Legal threat to India’s data law in the works
Big Tech firms may go to court to challenge certain provisions of the Data Protection Bill if lawmakers accept and adopt all the recommendations of the Joint Committee of Parliament in the final legislation, sources told us.
- The Joint Committee on the Personal Data Protection Bill, 2019—headed by BJP MP PP Chaudhary—adopted a draft report on Nov. 22 with seven of its 31 members moving dissent notes against various clauses.
The biggest point of contention is the proposal to classify social media platforms as publishers.

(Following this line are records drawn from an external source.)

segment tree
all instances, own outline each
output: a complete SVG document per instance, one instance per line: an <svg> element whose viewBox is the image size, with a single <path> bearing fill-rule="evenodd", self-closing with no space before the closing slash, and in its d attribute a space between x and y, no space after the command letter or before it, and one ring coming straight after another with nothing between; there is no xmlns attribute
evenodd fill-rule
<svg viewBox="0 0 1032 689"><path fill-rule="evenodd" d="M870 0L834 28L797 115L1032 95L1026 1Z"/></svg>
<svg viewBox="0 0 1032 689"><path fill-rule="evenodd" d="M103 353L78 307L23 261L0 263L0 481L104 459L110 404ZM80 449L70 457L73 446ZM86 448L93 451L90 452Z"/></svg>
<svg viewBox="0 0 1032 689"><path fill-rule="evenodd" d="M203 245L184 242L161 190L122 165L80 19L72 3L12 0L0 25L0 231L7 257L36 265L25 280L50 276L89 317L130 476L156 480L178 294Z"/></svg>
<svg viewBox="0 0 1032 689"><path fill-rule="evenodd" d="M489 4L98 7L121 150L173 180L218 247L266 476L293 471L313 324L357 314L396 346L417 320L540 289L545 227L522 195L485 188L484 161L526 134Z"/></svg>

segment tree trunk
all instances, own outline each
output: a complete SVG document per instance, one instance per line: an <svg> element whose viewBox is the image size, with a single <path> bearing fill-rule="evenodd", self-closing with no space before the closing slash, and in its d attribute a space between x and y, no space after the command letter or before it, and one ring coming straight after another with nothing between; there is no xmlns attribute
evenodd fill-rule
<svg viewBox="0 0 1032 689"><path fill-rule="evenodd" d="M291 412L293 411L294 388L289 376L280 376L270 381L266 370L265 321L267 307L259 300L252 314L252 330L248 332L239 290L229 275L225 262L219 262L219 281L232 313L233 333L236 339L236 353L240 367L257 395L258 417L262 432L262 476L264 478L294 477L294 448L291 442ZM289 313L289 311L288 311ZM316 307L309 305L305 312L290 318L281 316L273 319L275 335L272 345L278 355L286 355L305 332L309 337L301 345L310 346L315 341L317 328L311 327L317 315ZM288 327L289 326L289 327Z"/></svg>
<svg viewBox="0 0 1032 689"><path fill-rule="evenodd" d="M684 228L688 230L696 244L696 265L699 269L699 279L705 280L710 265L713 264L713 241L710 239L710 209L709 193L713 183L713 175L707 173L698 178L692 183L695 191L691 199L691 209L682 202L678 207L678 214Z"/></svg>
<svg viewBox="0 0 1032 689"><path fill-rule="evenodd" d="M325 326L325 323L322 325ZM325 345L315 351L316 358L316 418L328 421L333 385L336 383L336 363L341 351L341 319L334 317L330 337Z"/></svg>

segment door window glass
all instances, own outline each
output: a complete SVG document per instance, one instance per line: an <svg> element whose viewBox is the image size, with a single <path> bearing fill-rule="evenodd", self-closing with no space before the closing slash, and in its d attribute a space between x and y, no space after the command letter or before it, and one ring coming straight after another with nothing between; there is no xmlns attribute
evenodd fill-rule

This will impact Facebook, Google’s YouTube, Twitter and WhatsApp, all of whom stand to lose the safe harbour provided by the Information Technology Act, 2000.
Indian IT + SaaS — A symbiosis takes root
As Indian SaaS startups gain scale and vie for larger global deals, there’s a growing scope for them to partner some of the country’s largest IT services firms to manage and implement digital transformation projects at a rapid scale.
Early signs of such partnerships are already visible.
- Freshworks Inc., which announced a strategic tie-up with Tata Consultancy Services Ltd, in June last year, is partnering with India’s IT bellwether on around 50 projects.
- Healthcare-focused Innovaccer, which has partnered with HCL Technologies, feels its next stage of growth will be dependent on partnerships with large IT firms.
Innovaccer CEO Abhinav Shashank and Freshworks’ Girish Mathrubootham believe that there is a big opportunity for a symbiotic relationship between Indian SaaS and IT firms. While some of it might be scale dependent— given the size of the software services firms, small software makers might find it harder to build meaningful partnerships—but as the industry for Indian software products grows, so will the opportunity.
That’s all from us this week. Stay safe and get that jab.